The research will draw on a variety of sources, from text and photographs, to material objects (for example, condoms and sex toys), to interviews. Many team members work with oral history interviews, which, Gammerl notes, are especially rewarding and productive. “The relationship between the historian and her sources changes once those sources can talk back.” This method also gives responsibility to researchers for how they deal with the persons whose stories they analyse – something absolutely crucial, not just for queer historians.
The local and the global
When asked about the scope of the research – German-speaking European countries in the period from 1945 to the early 2000s – Gammerl explains that queer history is often told along a timeline defined by what happened in the US. This model simply does not fit all other countries; it is important to make the variety of trajectories known to a broader public. “I am convinced that Stonewall was not the only place and that 1969 was not the only year when same-sex desiring and gender non-conforming people resisted the violence and oppression they faced and began to forge a space for themselves.” What is more, “if our project can facilitate further endeavours that present the queer histories of countries like Russia, Turkey, Egypt or South Africa in a comprehensive and more visible format, that would of course be absolutely fabulous!”
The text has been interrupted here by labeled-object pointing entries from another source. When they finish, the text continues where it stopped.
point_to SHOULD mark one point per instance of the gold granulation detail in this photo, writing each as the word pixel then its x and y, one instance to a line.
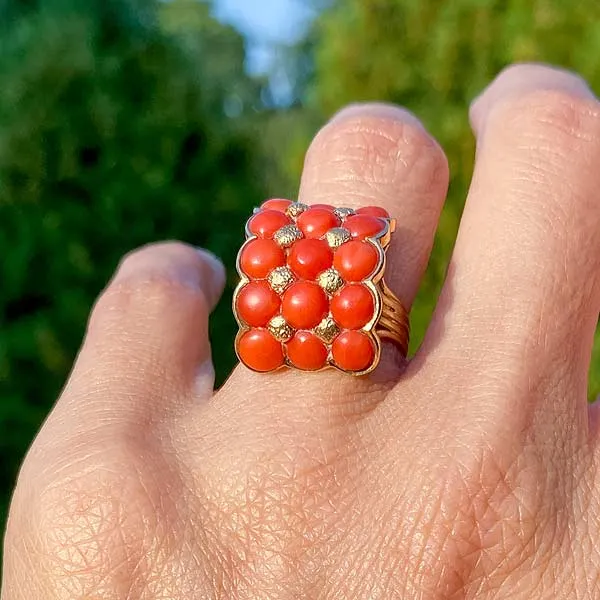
pixel 327 330
pixel 330 280
pixel 295 209
pixel 342 213
pixel 280 329
pixel 280 278
pixel 337 236
pixel 287 235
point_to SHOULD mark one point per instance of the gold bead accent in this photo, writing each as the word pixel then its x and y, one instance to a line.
pixel 337 236
pixel 342 212
pixel 327 330
pixel 295 209
pixel 287 235
pixel 280 278
pixel 280 329
pixel 331 281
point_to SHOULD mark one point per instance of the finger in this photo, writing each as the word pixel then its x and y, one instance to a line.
pixel 147 342
pixel 521 302
pixel 381 155
pixel 367 155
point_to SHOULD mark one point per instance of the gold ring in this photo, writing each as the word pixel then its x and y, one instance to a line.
pixel 312 293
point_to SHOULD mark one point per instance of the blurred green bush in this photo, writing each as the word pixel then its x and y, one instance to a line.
pixel 434 57
pixel 115 131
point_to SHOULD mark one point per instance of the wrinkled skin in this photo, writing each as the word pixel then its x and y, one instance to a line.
pixel 469 472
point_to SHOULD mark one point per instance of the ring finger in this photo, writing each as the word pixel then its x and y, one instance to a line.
pixel 370 155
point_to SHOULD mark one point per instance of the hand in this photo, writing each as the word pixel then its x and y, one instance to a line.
pixel 469 472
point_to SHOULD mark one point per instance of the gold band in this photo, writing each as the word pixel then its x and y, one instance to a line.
pixel 393 324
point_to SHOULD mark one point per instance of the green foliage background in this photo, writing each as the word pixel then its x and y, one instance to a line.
pixel 128 121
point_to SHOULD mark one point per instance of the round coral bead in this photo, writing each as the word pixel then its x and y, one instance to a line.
pixel 276 204
pixel 353 306
pixel 356 260
pixel 316 222
pixel 363 226
pixel 304 305
pixel 259 257
pixel 266 222
pixel 257 303
pixel 373 211
pixel 260 351
pixel 306 351
pixel 308 258
pixel 353 351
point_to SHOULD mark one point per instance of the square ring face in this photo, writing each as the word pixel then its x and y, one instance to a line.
pixel 309 297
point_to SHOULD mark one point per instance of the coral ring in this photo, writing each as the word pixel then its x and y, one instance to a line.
pixel 312 292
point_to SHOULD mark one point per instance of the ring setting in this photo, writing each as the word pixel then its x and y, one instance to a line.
pixel 312 293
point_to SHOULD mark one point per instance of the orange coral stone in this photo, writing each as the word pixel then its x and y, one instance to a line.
pixel 316 222
pixel 353 306
pixel 306 351
pixel 363 226
pixel 308 258
pixel 276 204
pixel 353 351
pixel 373 211
pixel 304 305
pixel 266 222
pixel 257 303
pixel 356 260
pixel 259 257
pixel 260 351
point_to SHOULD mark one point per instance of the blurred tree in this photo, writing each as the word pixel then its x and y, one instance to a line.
pixel 114 131
pixel 434 57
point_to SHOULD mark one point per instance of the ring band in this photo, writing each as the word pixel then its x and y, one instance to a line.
pixel 312 292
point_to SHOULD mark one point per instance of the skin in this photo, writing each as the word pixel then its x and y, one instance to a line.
pixel 469 472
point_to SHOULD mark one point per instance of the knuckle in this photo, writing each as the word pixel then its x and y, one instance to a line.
pixel 561 117
pixel 378 150
pixel 149 295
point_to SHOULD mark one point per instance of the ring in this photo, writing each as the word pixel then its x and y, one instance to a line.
pixel 312 293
It is notable that within the project’s geographical scope there was and is a wide variety of experiences. “Most research is done on West Germany, while other places hardly receive the attention they deserve.” Austria, for example, is special as it was one of the few countries in the world where female homosexuality was criminalised. And one of the most influential and longest-running homosexual magazines of all time, Der Kreis, was published in Switzerland. In terms of prosecution, same-sex intercourse was decriminalised in Switzerland in 1942, while West Germany stuck to the Nazi version of paragraph 175 until 1969. In the GDR, the criminal law on homosexuality was much more lenient and in 1988 they ended discrimination between homo- and heterosexuals in terms of the criminal code. Certainly, the common language meant that there was a lot of mutual observation going on in these countries. “This combination of differences and entanglements it what makes it so intriguing to trace the queer history of German-speaking Europe.”
Tracing processes of change
Asked whether the network has a normative agenda, given its deep exploration of phenomena such as emancipation from discrimination and social marginalisation, Gammerl counters that the aim was “to identify historically specific conditions that generate particular problems.” We use terms like discrimination or injustice, which all carry some normative baggage, to evaluate these problems against a historical record of oppression and a utopian notion of justice and inclusive diversity. And simultaneously the project can identify individuals and groups who work towards either preventing or enabling change. Thereby they may fail or succeed (according to their own criteria) and they may engender unintended results. “As historians we trace these processes with an open-minded attentiveness. If it wasn’t presumptuous, I would say that our project is utopian and meticulously empirical at the same time.”
Professor Benno Gammerl holds the Chair in the History of Gender and Sexuality, in the Department of History at the EUI. Before joining the EUI in 2021, he helped establish the Centre for Queer History at Goldsmiths, University of London. Explore his recent book, anders fühlen. Project co-coordinators are Andrea Rottmann and Martin Lücke (both Free University Berlin).